The A1C test is a blood test used to diagnose diabetes and see how well your diabetes self-management plan is working. When your numbers get high, it increases your risk of developing diabetes related complications such as neuropathy and kidney disease. Discover 4 simple ways to get your A1C down.
- The first way to get your A1C down is to educate yourself about the test and proper diabetes self-management. The A1C blood test is accurate and does not require fasting. If your A1C is between 5.7 and 6.4 percent, you have pre-diabetes. This gives you time to get the number down and possibility avoid developing diabetes, if you work closely with a dedicated health care team. When the number is 6.5 percent or above, you have diabetes. It is important to keep your A1C levels below 7 percent to reduce diabetes complications. Work with your diabetes health care team to develop an effective self-management plan. Talk to your doctor periodically to find out if your medications should be changed. Keep your medications organized and take them in accordance with the schedule provided by your doctor. Monitor your blood sugar regularly and keep track of the results to share with your doctor during regular exams. Look into ordering an A1C home testing kit so you can check your levels to stay on track. Share the results with your health care team. Studies have shown working with a diabetes nurse educator can help you lower your results. Ask questions, do research and take advantage of Smart Phone apps that can help you stick to your diabetes self-management plan.
- Exercise also helps lower your A1C levels. Fit in at least a half hour of exercise and movement each day. This may include aerobics, stretching or weight resistance training. Try to make exercise fun and convenient to fit it into your schedule. Take a Pilates or yoga class. Try paddle boarding or surfing. Go bowling or play golf. Find ways to fit exercise into your most hectic days. Park further from the store when you do errands. Rotate your arms and do leg lifts at your desk. Walk around when you talk on the phone instead of sitting. Play with your children and move around when you attend their sporting events. Any movement helps.
- Healthy eating is another way to lower your A1C. Try to avoid packaged, fast and processed foods. Eat as many whole foods as possible. Try raw foods. Usually these are found around the outer aisles of the grocery store. If you buy packaged foods, read the labels carefully. Try to minimize your intake of added sugar, salt, saturated fats and high levels of carbohydrates. Eat fresh fruits and vegetables. If you choose canned or frozen ones, make sure they are not packed in sugary juices or fatty sauces. Select plain versions when possible and use fresh spices to add flavor. Choose low-fat dairy products and lean meat and fish. Be aware of portion sizes to avoid overeating. Consider weighing your foods or using portion plates to determine how much to eat. Stay on a regular eating schedule to avoid blood sugar spikes.

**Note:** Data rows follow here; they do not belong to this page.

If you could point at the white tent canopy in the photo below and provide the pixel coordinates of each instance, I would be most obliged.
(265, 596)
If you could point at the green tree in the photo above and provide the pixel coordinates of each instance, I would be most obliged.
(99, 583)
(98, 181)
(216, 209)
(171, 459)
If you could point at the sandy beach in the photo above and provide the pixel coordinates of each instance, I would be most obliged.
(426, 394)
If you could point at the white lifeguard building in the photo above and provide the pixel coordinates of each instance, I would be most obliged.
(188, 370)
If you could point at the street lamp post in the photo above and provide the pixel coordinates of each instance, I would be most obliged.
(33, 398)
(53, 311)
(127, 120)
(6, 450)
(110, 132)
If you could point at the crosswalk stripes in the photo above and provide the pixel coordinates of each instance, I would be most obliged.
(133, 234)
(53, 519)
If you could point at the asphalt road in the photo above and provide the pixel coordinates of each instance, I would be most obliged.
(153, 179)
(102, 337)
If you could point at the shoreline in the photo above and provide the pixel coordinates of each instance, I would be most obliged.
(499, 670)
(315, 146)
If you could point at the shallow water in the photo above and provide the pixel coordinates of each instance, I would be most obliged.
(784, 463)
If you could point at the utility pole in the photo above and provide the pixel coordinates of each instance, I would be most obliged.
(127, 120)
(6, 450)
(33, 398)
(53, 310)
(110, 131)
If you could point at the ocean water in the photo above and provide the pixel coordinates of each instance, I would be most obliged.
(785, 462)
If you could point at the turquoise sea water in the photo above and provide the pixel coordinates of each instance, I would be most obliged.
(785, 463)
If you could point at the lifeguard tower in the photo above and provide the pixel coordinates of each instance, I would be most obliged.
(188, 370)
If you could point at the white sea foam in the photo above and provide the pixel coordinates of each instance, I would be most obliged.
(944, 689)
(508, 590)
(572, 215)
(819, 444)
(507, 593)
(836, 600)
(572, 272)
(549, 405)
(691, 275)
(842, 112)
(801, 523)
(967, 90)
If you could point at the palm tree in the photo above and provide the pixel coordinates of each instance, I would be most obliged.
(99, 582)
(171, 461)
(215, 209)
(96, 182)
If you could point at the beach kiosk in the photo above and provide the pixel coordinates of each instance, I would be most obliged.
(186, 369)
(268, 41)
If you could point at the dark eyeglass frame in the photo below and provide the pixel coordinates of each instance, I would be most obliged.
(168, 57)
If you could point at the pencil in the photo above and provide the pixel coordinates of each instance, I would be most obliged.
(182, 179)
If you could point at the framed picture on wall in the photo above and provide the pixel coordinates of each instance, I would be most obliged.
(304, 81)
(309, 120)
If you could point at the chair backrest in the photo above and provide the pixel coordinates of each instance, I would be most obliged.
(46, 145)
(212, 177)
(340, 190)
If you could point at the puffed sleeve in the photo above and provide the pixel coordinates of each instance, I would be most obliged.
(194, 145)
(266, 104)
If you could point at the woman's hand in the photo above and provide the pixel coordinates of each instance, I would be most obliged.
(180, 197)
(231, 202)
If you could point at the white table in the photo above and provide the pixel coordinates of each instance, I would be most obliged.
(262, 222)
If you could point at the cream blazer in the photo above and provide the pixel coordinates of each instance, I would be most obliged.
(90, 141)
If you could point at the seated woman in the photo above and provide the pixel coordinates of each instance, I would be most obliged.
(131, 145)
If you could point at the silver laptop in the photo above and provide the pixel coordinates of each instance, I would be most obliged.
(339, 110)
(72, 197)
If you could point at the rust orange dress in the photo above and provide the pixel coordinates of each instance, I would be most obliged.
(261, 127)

- Develop a plan for success. Create reasonable weight loss goals and adopt ways to achieve them. Know what works for you and what doesn’t. If you don’t get to the gym, find another way to exercise. Quit bad habits such as smoking, drinking too much alcohol and consuming sugary beverages. Find healthy ways to cope with stress, such as deep breathing, meditation, yoga or Tai chi classes. Get enough sleep each night to feel more energized, reduce stress and maintain a healthy weight.
A few simple lifestyle changes can help get your A1C down. Make a plan, exercise regularly, eat healthy foods and work with your health care team to make changes as needed. When you are well-informed, it helps you make better choices to gain control over your health.